Friday, October 15, 2004

Dress Codes

Russel Chmieleski of Pennsylvania is in some seriously deep trouble. It turns out that he wasn't permitted to attend his high-school graduation ceremony, and rather than wearing a cap and gown, he chose to show up in somewhat less formal attire: his birthday suit.

The streaking Chmieleski was apprehended and charged with a number of crimes, which were bargained down to a guilty plea for indecent exposure - a first degree charge, since there were observers under 16 years old present. Chmieleski is now facing up to 2 years jail time for his indiscretion.

Is this truly an example of proportionality between the crime and the punishment? I think not. Not only is this sort of response overly prudish (especially since it was not exposure in a prurient context), but dangerous - prison crowding is a serious issue, and imprisoning fools compounds this unnecessarily. Further, more serious crimes often receive lighter punishments than the potential one facing Russel.

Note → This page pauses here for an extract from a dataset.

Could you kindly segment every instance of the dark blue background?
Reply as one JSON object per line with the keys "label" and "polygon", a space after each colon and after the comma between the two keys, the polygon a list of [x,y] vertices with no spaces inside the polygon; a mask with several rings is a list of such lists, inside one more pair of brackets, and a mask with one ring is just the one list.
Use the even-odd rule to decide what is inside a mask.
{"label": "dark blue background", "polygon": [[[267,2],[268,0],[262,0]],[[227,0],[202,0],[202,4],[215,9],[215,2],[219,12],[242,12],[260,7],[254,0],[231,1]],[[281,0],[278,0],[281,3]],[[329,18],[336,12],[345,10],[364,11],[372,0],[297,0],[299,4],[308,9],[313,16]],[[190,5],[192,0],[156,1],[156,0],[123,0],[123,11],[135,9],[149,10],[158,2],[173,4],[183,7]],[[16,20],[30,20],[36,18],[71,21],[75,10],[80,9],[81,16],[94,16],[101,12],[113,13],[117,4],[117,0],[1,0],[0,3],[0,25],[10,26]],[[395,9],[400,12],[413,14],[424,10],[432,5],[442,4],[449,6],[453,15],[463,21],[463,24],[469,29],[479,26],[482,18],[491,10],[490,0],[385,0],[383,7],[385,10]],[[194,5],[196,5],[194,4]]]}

Let's hope that cooler heads prevail in this case, and that retributive justice takes a back seat to genuine community interests.


Chris said...

Hey, Tim. This seems like as good a post as any to bring up the fact that another one of the thousands of propositions on the ballot this November here in California is one that would reform the state's notorious "three-strikes" law. It seems that giving felons life sentences for shoplifting has left the state prisons with more prisoners than they can handle. While popular sentiment has turned against the current embodiment of the "three-strikes" law, the props' opponents have launcehd an aggressive ad campaing that comes just short of saying, "We're all going to die if we let shoplifters out on to the street."

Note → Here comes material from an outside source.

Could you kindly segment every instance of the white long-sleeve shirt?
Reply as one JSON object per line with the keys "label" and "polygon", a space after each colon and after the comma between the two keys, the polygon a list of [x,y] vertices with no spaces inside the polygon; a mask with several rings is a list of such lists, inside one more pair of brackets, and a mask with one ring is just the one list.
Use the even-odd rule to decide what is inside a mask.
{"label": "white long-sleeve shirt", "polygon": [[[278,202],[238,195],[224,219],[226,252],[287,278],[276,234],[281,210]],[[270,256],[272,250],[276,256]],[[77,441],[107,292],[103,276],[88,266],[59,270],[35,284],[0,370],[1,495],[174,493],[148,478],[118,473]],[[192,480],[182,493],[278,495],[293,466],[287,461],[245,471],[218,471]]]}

Let me give you a little bit of background, in case you are unaware of how "three-strikes" works. Currently, California law forces a judge to sentence a felon who has commited at least two violent crimes (not including murder, or otherwise they wouldn't be back on the streets in the first place) to be sentenced to live imprisonment if he commits even so much as one additional crime while out on parole. Well, the new lawaw on the ballot would allow these convicts' cases to be re-evaluated by the judges to determine whether a life sentence or some lesser sentence would be appropriate to that particular criminal.

Anyways, what we have shaping up here is one helluva fight and bickering between those who would just love to sentence every petty criminal to live behind bars and those "cooler heads" who would prefer that restitution and not retribution was the name of the criminal justice game.

Tim said...

Thanks for informing us, Chris! I'm definitely a proponent of restitutive justice, and locking everyone in jail that looks at a politician cross-eyed isn't going to do anyone a whit of good. There's room for disagreement about some issues, but I think that no matter how we treat criminals in other circumstances, restritution should be the primary goal of the justice department.